ANNAPOLIS — Some House Democrats are pushing for changes to Gov. Martin O'Malley's gun control bill and Republicans are warning that even if the legislation passes, voters and the courts might get the final say.
Another crowd of hundreds of Second Amendment activists gathered Tuesday in Annapolis to testify on several gun bills and to rally against the governor's proposal, which would ban assault weapons and require residents to obtain a permit and provide their fingerprints before purchasing a handgun.
The proposal passed the Senate last week and is being considered by two House committees.
Opposing lawmakers say they still hope for major changes to the bill but are prepared to collect petitions for a referendum or to sue the state if they don't get their way.
"We're going to fight it here, we're going to fight it in the courts, we're going to fight it every step of the way," said Delegate Michael D. Smigiel Sr., Cecil Republican. "There is no legislature, there is no executive and there is no court that can do anything to interfere with the Second Amendment."
Tuesday marked the third time during this year's General Assembly session that a large number of gun-rights supporters have gathered in Annapolis to call attention to what they consider to be an overreaching proposal by Mr. O'Malley, a Democrat who proposed his legislation in response to mass shootings last year that included the tragedies at Sandy Hook Elementary School in Newtown, Conn., and at a movie theater in Aurora, Colo.

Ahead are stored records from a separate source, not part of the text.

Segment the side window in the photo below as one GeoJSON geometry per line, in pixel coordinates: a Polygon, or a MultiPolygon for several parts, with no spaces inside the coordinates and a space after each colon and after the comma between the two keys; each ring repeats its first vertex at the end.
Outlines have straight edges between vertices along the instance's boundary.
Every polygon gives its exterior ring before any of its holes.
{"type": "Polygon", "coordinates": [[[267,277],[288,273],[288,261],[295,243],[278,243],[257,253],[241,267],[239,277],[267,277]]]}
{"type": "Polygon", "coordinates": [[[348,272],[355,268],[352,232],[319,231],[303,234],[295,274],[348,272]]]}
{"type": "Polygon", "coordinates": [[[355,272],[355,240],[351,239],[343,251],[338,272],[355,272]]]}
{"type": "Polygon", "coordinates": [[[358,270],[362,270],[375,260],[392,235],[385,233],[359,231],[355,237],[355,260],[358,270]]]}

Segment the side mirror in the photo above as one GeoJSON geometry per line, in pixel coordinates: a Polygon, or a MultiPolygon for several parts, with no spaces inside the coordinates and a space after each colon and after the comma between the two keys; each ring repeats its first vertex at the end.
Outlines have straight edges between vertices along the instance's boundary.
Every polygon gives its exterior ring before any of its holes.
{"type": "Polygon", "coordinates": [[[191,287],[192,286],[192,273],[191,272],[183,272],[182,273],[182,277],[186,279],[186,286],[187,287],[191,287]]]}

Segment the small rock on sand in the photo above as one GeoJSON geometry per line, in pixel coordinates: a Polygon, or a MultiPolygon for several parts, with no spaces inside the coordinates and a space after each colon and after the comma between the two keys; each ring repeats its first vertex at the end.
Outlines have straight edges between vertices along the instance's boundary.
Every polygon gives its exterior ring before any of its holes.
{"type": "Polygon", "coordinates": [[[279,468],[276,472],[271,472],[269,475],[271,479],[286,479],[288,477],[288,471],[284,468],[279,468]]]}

The Senate approved a version of the governor's bill last week that lowered some of the licensing fees associated with a new license-to-buy permit and tightened restrictions on purchases by the mentally ill, but some House members say they aren't satisfied with the product.
Republicans argue that the assault weapons ban and license requirements will hamstring law-abiding residents and go ignored by criminals and that forcing gun buyers to give their fingerprints is overly intrusive.
Delegate Curtis S. Anderson, Baltimore Democrat, complained that the bill does nothing to address what he says is the major cause of gun violence in his city -- the drug trade.
Mr. Anderson, chairman of the city's House delegation, said he wants more funding for drug treatment and education programs and has other reservations about the bill that he will discuss with his fellow members of the House Judiciary Committee, which is vetting the bill jointly with the House Health and Government Operations Committee.
"The governor's bill addresses problems that I guess would be relevant to people at Sandy Hook or in Colorado, but if we're going to do something, why aren't we doing something about the problems that we face?" he said. "Our bill will definitely be different from the Senate's."
Mr. Anderson said he expects numerous changes will be made to the bill and that other tweaks could come in the form of separate legislation.
House Judiciary Chairman Joseph F. Vallario Jr., Prince George's Democrat, said he doesn't expect committee members to consider amendments and vote on the bill any earlier than next week. He said the two committees could vote together or separately.
Both Mr. Smigiel and Delegate Neil C. Parrott, Washington Republican who helped lead efforts to force several bills to referendum last year, said they expect opponents will be able to collect the necessary 55,736 voter signatures to force a November 2014 vote on the bill. If passed, the law could not take effect until after the vote.
Mr. Smigiel also said he would expect Second Amendment groups to challenge the law in court, as they have done to the state's current concealed-carry handgun permit law.
That law, which requires applicants to provide a "good and substantial reason" for needing a permit, was struck down last year as unconstitutional by a U.S. District Court judge, but the state's appeal is now being considered by the U.S. 4th Circuit Court of Appeals.